Ciudad Acuña, Mexico
Some of the thousands of Haitian migrants who briefly formed a camp in the Texas border town of Del Rio have found a helping hand across the river in Mexico’s Ciudad Acuña.
As US officials announced that the camp on the US side had been cleared, an unknown number of migrants remained in Ciudad Acuña, fearful of hitting the streets after Mexican immigration agents raided a small hotel and surrounded a similar camp on the Mexican side. with agents. .
Some Ciudad Acuña residents took in Haitian families, while others provided them with food and water. Virginia Salazar, a Mexican woman, and her husband Mensah Montant, from the African nation of Togo, were among those who responded to the needs of Haitians.
The couple brought rice to one house, medicine to another and are looking for a mattress for a Haitian family. Mr. Montant knows what it feels like to be a stranger in a strange land: he himself came to Mexico as an immigrant nine years ago and now works as a tailor.
“I come from a migrant family,” said Ms. Salazar, who works as a cleaner. “There is my husband and I have a sister who has documents and another who is illegal,” she said about relatives in the United States. “This comes naturally to me.”
They have helped a dozen Haitians personally, but they don’t know how many may still be hiding here after US authorities cleared the field on the other side.
US officials closed the crossing on Sept. 17 after a mostly Haitian immigrant camp formed around the stretch of the border bridge. The camp was completely cleared of migrants on Friday.
Many of those migrants face removal because they are not covered by the protections recently extended by the Biden administration to the more than 100,000 Haitian migrants already in the US.
About 2,000 Haitians were quickly expelled on 17 flights in the last week and more could be expelled in the coming days.
The prospect of being returned to Haiti prompted many to seek refuge on the Mexican side, even as thousands more are believed to be traveling from South America in an attempt to reach the US border. But Mexico has begun busing some Haitians back to the southernmost part of its own territory and is preparing to send others back to Haiti.
Helping them is not without risks for the residents of Ciudad Acuña, who last week saw thousands of Haitians cross the river into Del Río and then return to the Mexican side to buy food and other necessities.
Mr. Montant was about to bring ice to Etlove Doriscar when Mexican immigration agents surrounded him at his home. “What’s going on, wait! I have my papers, ”he said, showing them his residence in Mexico.
Mr. Montant and Mrs. Salazar met with Mr. Dorsicar when they were handing out food earlier in the week at a smaller camp that sprung up on the Mexican side.

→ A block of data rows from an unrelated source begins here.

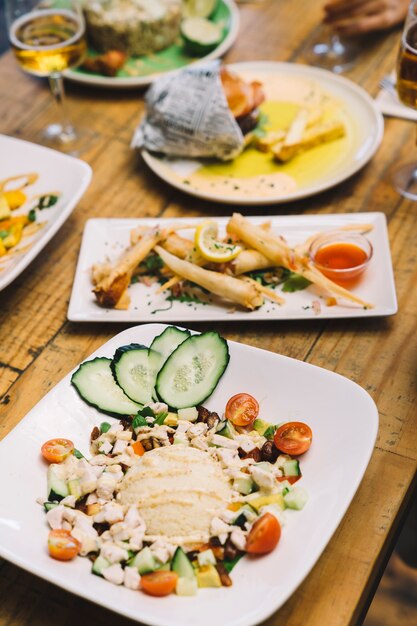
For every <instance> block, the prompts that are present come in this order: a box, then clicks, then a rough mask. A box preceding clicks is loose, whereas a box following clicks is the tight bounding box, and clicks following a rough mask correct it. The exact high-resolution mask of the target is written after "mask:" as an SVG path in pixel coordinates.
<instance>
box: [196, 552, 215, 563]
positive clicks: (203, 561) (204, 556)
mask: <svg viewBox="0 0 417 626" xmlns="http://www.w3.org/2000/svg"><path fill="white" fill-rule="evenodd" d="M197 561H198V564H199V566H200V567H203V565H216V557H215V556H214V554H213V550H203V552H199V553H198V554H197Z"/></svg>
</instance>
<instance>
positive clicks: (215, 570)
mask: <svg viewBox="0 0 417 626" xmlns="http://www.w3.org/2000/svg"><path fill="white" fill-rule="evenodd" d="M196 574H197V584H198V586H199V587H221V586H222V581H221V579H220V576H219V572H218V571H217V569H216V568H215V567H214V565H204V566H203V567H201V568H199V569H198V570H197V572H196Z"/></svg>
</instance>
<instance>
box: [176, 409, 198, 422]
mask: <svg viewBox="0 0 417 626" xmlns="http://www.w3.org/2000/svg"><path fill="white" fill-rule="evenodd" d="M197 418H198V411H197V409H196V407H195V406H190V407H188V409H179V410H178V419H180V420H187V421H189V422H195V421H196V420H197Z"/></svg>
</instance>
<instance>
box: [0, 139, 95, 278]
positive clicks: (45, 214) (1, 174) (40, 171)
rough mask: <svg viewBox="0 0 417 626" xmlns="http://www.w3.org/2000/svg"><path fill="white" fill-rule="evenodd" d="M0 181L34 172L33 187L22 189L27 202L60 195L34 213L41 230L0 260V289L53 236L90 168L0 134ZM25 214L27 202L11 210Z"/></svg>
mask: <svg viewBox="0 0 417 626" xmlns="http://www.w3.org/2000/svg"><path fill="white" fill-rule="evenodd" d="M0 155H1V157H4V158H1V163H0V181H2V180H5V179H6V178H9V177H10V176H17V175H20V174H29V173H32V172H33V173H37V174H38V175H39V178H38V180H37V181H36V183H35V184H33V185H30V187H27V188H25V192H27V195H28V199H29V200H30V198H31V197H33V196H36V195H38V194H44V193H50V192H52V191H56V192H60V194H61V195H60V198H59V200H58V202H57V203H56V204H55V205H54V206H53V207H51V208H49V209H45V210H43V211H37V221H38V222H45V225H44V227H43V228H41V229H40V230H38V231H37V232H36V234H34V235H33V236H31V237H30V238H28V239H26V238H23V239H22V241H21V242H20V243H19V244H18V246H17V247H16V248H15V249H13V248H12V250H15V251H17V250H21V252H20V253H17V252H15V253H13V254H11V255H10V256H8V255H6V256H3V257H0V290H1V289H4V288H5V287H6V286H7V285H9V284H10V283H11V282H12V281H13V280H14V279H15V278H16V277H17V276H19V274H20V273H21V272H22V271H23V270H24V269H25V268H26V267H27V266H28V265H29V263H31V261H33V259H34V258H35V257H36V256H37V255H38V254H39V252H40V251H41V250H42V248H43V247H44V246H45V245H46V244H47V243H48V241H49V240H50V239H51V238H52V237H53V236H54V235H55V233H56V232H57V230H58V229H59V228H60V227H61V226H62V224H63V223H64V222H65V220H66V219H67V218H68V216H69V215H70V214H71V212H72V210H73V209H74V207H75V205H76V204H77V202H78V201H79V199H80V198H81V196H82V195H83V193H84V192H85V190H86V189H87V187H88V185H89V183H90V180H91V168H90V166H89V165H87V163H84V161H80V160H79V159H75V158H74V157H71V156H68V155H66V154H62V153H61V152H57V151H56V150H50V149H49V148H44V147H43V146H38V145H37V144H34V143H29V142H28V141H22V140H21V139H14V138H13V137H6V136H5V135H0ZM27 213H28V203H26V204H25V205H24V206H22V207H21V208H20V209H17V210H16V211H13V213H12V215H25V214H27Z"/></svg>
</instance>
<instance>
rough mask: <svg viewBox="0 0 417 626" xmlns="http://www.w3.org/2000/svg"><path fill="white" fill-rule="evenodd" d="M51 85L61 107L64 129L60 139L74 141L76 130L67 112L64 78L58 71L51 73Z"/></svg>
mask: <svg viewBox="0 0 417 626" xmlns="http://www.w3.org/2000/svg"><path fill="white" fill-rule="evenodd" d="M49 86H50V88H51V92H52V95H53V97H54V99H55V102H56V103H57V105H58V107H59V109H60V117H61V120H62V121H61V124H60V126H61V129H62V130H61V132H60V136H59V139H60V140H61V141H62V142H63V143H65V142H68V141H72V140H73V139H74V138H75V131H74V127H73V125H72V123H71V122H70V120H69V117H68V114H67V108H66V105H65V90H64V79H63V78H62V74H60V73H58V72H57V73H53V74H50V76H49Z"/></svg>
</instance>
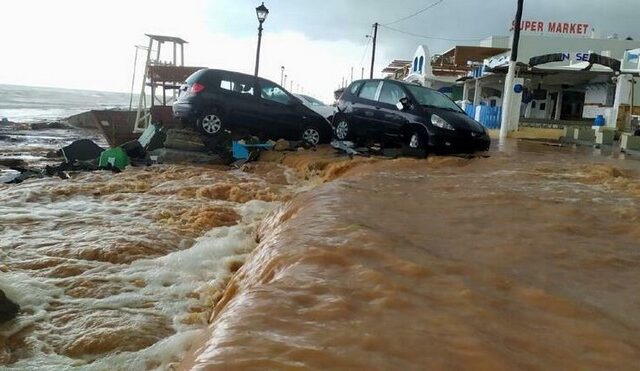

When officers appeared to surround that camp, Mr. Dorsicar, his wife, and their 3-year-old daughter hid in the brush by the river bank until they could reach the couple’s home.
Mr. Montant and Mrs. Salazar found them a house where they could rent a room, a table, and a fan for $ 50 a month. It means the world to the family and a Haitian woman who shares the other room.
“For the first time in days, I didn’t have to sleep with one eye open,” Mr. Dorsicar said.
Andrea García, a stylist, has accommodated six Haitian families in various houses that her family owns in Ciudad Acuña.
“They came to my house alone, with their babies and asked for help; They said there was nowhere they could go, ”Ms. Garcia recalled.
“Yes, I am worried, scared because Mexican immigration agents are breaking into people’s houses and they are not giving them the opportunity in the process” to obtain residency, Garcia said. “But it’s sadder than terrifying to see how they pray when they see an immigration van.”
To stay longer, Haitians must apply for refugee or asylum status, and this is done in the city of Tapachula, in southern Mexico. Because that process is so supported, many Haitians feel that Tapachula has become a trap for them and have tried to walk north, only to be stopped by checkpoints and National Guard troops.
“Tapachula has many migrants, many, and they are not working and they are not receiving documents,” said Dorsicar.
The Mexican government has tried to convince private bus companies not to take Haitians north, and even taxi drivers in Ciudad Acuña feel pressure not to transport them.
Taxi driver Eliseo Ortiz no longer picks up Haitians, after he was fined about $ 900 three months ago. “They accused me of being an immigrant smuggler,” Ortiz said, noting that other drivers paid bribes to the police to keep charging them.
Manuel Casillas, the owner of a Beatles-themed restaurant near the border bridge, has seen Haitians come and go.
“All of this makes me feel bad, not being able to help them or give them work,” Castillas said. Although things have calmed down for now, he said: “I think there will be another wave.”
This story was reported by The Associated Press.